In 1966, the Rolling Stones had another number one hit on their “Aftermath” record with “Paint It Black”. While it is a depressing song, it has made some impressive royalties being re-used a number of times. Unfortunately, the Stones don’t own the rights to the song. Their former manager, Allen Klein, got paid when it was used at the end of both films “The Devil’s Advocate” and “Full Metal Jacket”.
Again in 1967, the Rolling Stones made “Ruby Tuesday”, a song featured on their “Between the Buttons” album, and it went to number one in the U.S. On the track, band member Brian Jones plays the recorder. Jones, the lead guitarist, who died in 1969, could play virtually any instrument. The song is about a groupie, but no one knows if it was someone specific.
The “Through the Past Darkly (Big Hits, Vol.1)” album came out in 1968 and featured the new song “Jumping Jack Flash”. It was successful for the Stones, reaching number one in their native U.K. and number 3 in the U.S. Later this was covered by Aretha Franklin in 1988. Her cover was produced by Stones member Keith Richards who also played guitar on the track. However, Franklin’s version was not as successful and only reached number 21 on the charts.
The 1969 release from the “Let It Bleed” record named “You Can’t Always Get What You Want” did not chart well. However, it was definitely significant, as it was released the day after lead guitarist Brian Jones died. On the track there is a chorus of children from the London Bach Choir. There were 60 choir children singing but their voices were doubled so it would sound like there were more of them. In 2004, Coca-cola used this song for their C2 commerical.
The 1971 release “Bitch” did not chart, but mostly because of its racy title. It appeared on the “Sticky Fingers” record that had a cover designed by pop artist Andy Warhol. The Goo Goo Dolls covered the song in 1997.
The last of the Rolling Stones’ number one hits is “Miss You”, their 1978 release featured on the “Some Girls” record. The lyrics were instigated by front man Mick Jagger’s relationship with wife, Bianca, that was going sour. Blues legend Etta James covered this song on her 2000 “Matriarch of the Blues” effort. Rap icon Dr. Dre also remixed this track for one of the “Austin Powers” movies.

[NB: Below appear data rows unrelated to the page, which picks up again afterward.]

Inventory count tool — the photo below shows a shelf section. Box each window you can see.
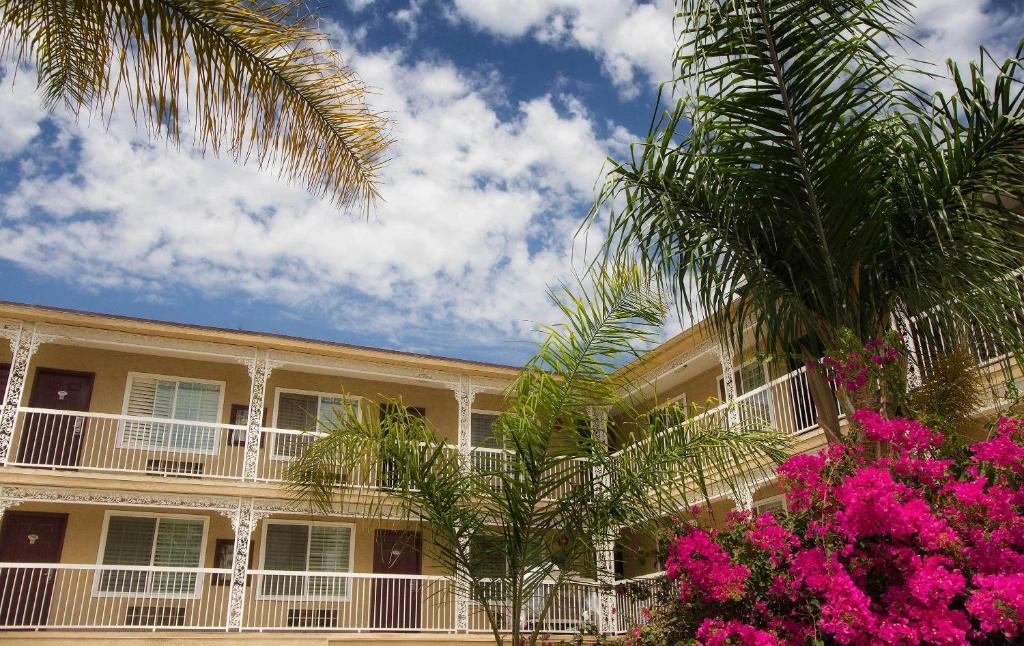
[259,521,353,599]
[95,512,206,597]
[469,535,508,600]
[718,359,768,401]
[718,359,772,424]
[647,393,689,433]
[754,494,785,514]
[470,411,498,448]
[118,373,223,454]
[270,389,356,460]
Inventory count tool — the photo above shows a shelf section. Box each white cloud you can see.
[451,0,675,97]
[449,0,1024,98]
[0,35,624,357]
[0,67,46,160]
[907,0,1024,91]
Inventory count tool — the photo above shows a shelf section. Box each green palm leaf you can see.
[0,0,389,208]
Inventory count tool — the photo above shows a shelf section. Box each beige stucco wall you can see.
[7,503,454,628]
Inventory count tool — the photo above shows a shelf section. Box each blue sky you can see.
[0,0,1024,363]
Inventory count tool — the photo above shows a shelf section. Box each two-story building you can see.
[0,303,1011,644]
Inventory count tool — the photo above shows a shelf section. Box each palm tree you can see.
[0,0,388,208]
[591,0,1024,441]
[289,268,787,644]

In 1981, the Stones reached number two in the U.S. and number seven in the U.K with “Start Me Up” from their “Tattoo You” album. Originally, the band attempted to record this song years earlier with a reggae beat, but couldn’t make it work. Later, they found the right music and this hit was born. In 1995, the Microsoft Corporation paid 10 million dollars to use this song in their advertising campaign for Windows. The Rolling Stones also performed the tune at halftime in Detroit at the 2006 Superbowl.
While “Rock and a Hard Place” only reached 23 on the U.S. charts, the song was put out at a very symbolic time for the Stones in 1989 on the “Steel Wheels” album. At that time, both Mick and Keith had released solo efforts and were fighting. This was also one of the last recordings with Bill Wyman, the Stone’s bass player, who left the band in 1992.

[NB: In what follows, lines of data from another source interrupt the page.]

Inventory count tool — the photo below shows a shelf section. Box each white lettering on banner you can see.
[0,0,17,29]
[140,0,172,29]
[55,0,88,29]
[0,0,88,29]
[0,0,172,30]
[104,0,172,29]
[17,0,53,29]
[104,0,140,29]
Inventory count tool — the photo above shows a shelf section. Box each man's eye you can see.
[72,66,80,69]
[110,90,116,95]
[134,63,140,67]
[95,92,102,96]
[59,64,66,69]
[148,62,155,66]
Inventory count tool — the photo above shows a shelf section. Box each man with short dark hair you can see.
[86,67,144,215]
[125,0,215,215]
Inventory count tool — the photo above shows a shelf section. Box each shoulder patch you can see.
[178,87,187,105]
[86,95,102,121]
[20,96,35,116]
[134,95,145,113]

It’s not a question that the Rolling Stones have put out a number of great tunes that are extraordinary and even progressive at the time. However, I believe that with less drugs and fighting we could’ve had even more great hits from these rock legends. I guess “you can’t always get what you want”, but there are plenty of their old classics to enjoy from the Rolling Stones.